Understanding the spatial scale of local adaptation and the factors associated with adaptive diversity are important objectives for ecology and evolutionary biology, and have significant implications for effective conservation and management of wild populations and natural resources. In this study, we used an environmental association analysis (EAA) to identify important bioclimatic variables correlated with putatively adaptive genetic variation in a benthic marine invertebrate – the giant California sea cucumber (Parastichopus californicus) – spanning coastal British Columbia and southeastern Alaska.

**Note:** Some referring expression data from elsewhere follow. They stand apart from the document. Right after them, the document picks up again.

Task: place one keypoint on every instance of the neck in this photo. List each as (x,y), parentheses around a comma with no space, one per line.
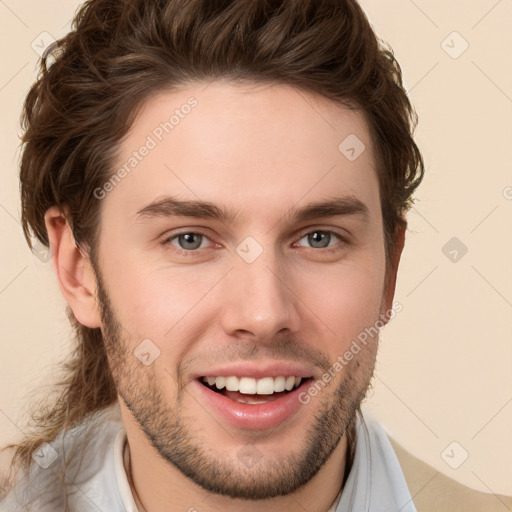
(149,479)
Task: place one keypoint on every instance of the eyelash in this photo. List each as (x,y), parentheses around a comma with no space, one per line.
(194,252)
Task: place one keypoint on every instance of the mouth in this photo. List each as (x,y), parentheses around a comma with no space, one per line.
(252,403)
(248,390)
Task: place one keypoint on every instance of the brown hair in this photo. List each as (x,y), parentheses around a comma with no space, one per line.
(121,51)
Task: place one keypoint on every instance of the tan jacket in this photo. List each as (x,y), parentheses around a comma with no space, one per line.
(432,491)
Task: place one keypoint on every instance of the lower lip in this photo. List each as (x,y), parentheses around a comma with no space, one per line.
(251,416)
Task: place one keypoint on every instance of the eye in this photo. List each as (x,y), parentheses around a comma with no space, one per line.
(321,239)
(188,242)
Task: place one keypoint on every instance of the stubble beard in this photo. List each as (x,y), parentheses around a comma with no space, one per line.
(173,435)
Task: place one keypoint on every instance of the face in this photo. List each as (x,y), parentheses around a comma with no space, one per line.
(237,261)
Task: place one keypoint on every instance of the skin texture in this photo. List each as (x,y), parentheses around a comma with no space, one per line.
(260,152)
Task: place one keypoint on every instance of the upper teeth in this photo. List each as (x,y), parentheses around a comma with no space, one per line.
(247,385)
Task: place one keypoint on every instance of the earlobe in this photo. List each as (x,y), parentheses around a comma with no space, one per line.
(74,272)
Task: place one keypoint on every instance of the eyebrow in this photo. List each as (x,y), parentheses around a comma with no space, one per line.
(172,207)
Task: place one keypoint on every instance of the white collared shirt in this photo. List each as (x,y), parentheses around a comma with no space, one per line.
(375,483)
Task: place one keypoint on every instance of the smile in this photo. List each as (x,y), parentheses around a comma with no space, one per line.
(251,403)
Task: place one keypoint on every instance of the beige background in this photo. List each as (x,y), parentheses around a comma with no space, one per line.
(444,370)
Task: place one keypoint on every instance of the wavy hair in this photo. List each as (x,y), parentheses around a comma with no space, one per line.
(120,52)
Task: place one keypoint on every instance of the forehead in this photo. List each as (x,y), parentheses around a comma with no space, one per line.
(243,147)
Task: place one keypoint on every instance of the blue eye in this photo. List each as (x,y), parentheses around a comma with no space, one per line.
(189,241)
(321,239)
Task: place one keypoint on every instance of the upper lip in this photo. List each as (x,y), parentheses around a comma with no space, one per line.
(258,371)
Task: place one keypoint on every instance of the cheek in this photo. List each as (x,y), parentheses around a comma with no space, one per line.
(345,302)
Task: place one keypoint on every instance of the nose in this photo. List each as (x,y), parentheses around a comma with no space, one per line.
(258,299)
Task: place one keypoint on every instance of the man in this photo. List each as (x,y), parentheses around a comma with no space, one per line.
(223,186)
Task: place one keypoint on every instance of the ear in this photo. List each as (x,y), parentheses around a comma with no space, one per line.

We used a redundancy analysis (RDA) with 3,699 SNPs obtained using RAD sequencing to detect candidate markers associated with 11 bioclimatic variables, including sea bottom and surface conditions, across two spatial scales (entire study area and within sub-regions). At the broadest scale, RDA revealed 59 candidate SNPs, 86% of which were associated with mean bottom temperature. Similar patterns were identified when population structure was accounted for. Additive polygenic scores, which provide a measure of the cumulative signal across all candidate SNPs, were strongly correlated with mean bottom temperature, consistent with spatially varying selection across a thermal gradient. At a finer scale, 23 candidate SNPs were detected, primarily associated with surface salinity (26%) and bottom current velocity (17%). Our findings suggest that environmental variables may play a role as drivers of spatially varying selection for P. californicus. These results provide context for future studies to evaluate the genetic basis of local adaptation in P. californicus and help inform the relevant scales and environmental variables for in situ field studies of putative adaptive variation in marine invertebrates.